On local solubility of Bao--Ratiu equations on surfaces related to the geometry of diffeomorphism group

TL;DR

This paper investigates the local existence of asymptotic directions for volume-preserving diffeomorphisms on surfaces, showing they exist under certain curvature conditions, by analyzing related degenerate Monge-Ampère equations.

Contribution

It proves local existence of asymptotic directions on surfaces with various curvature sign conditions, extending previous global non-existence results.

Findings

Asymptotic directions exist locally where curvature is positive, negative, or changes sign.

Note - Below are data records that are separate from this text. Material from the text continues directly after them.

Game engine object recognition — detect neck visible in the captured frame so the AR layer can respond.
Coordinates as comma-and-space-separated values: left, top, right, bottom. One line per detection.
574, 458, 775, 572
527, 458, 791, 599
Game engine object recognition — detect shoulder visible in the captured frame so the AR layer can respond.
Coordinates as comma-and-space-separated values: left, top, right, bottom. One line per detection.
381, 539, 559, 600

The analysis links Bao--Ratiu equations to degenerate Monge-Ampère equations of different types.

The results complement known global non-existence theorems for surfaces with positive curvature.

Abstract

We are concerned with the existence of asymptotic directions for the group of volume-preserving diffeomorphisms of a closed 2-dimensional surface $(\Sigma,g)$ within the full diffeomorphism group, described by the Bao--Ratiu equations, a system of second-order PDEs introduced in [On a non-linear equation related to the geometry of the diffeomorphism group, Pacific J. Math. 158 (1993); On the geometric origin and the solvability of a degenerate Monge--Ampere equation, Proc. Symp. Pure Math. 54 (1993)]. It is known [The Bao--Ratiu equations on surfaces, Proc. R. Soc. Lond. A 449 (1995)] that asymptotic directions cannot exist globally on any $\Sigma$ with positive curvature. To complement this result, we prove that asymptotic directions always exist locally about a point $x_0 \in \Sigma$ in either of the following cases (where $K$ is the Gaussian curvature on $\Sigma$): (a), $K(x_0)>0$; (b) $K(x_0)<0$; or (c), $K$ changes sign cleanly at $x_0$, i.e., $K(x_0)=0$ and $\nabla K(x_0) \neq 0$. The key ingredient of the proof is the analysis following Han [On the isometric embedding of surfaces with Gauss curvature changing sign cleanly, Comm. Pure Appl. Math. 58 (2005)] of a degenerate Monge--Amp\`{e}re equation -- which is of the elliptic, hyperbolic, and mixed types in cases (a), (b), and (c), respectively -- locally equivalent to the Bao--Ratiu equations.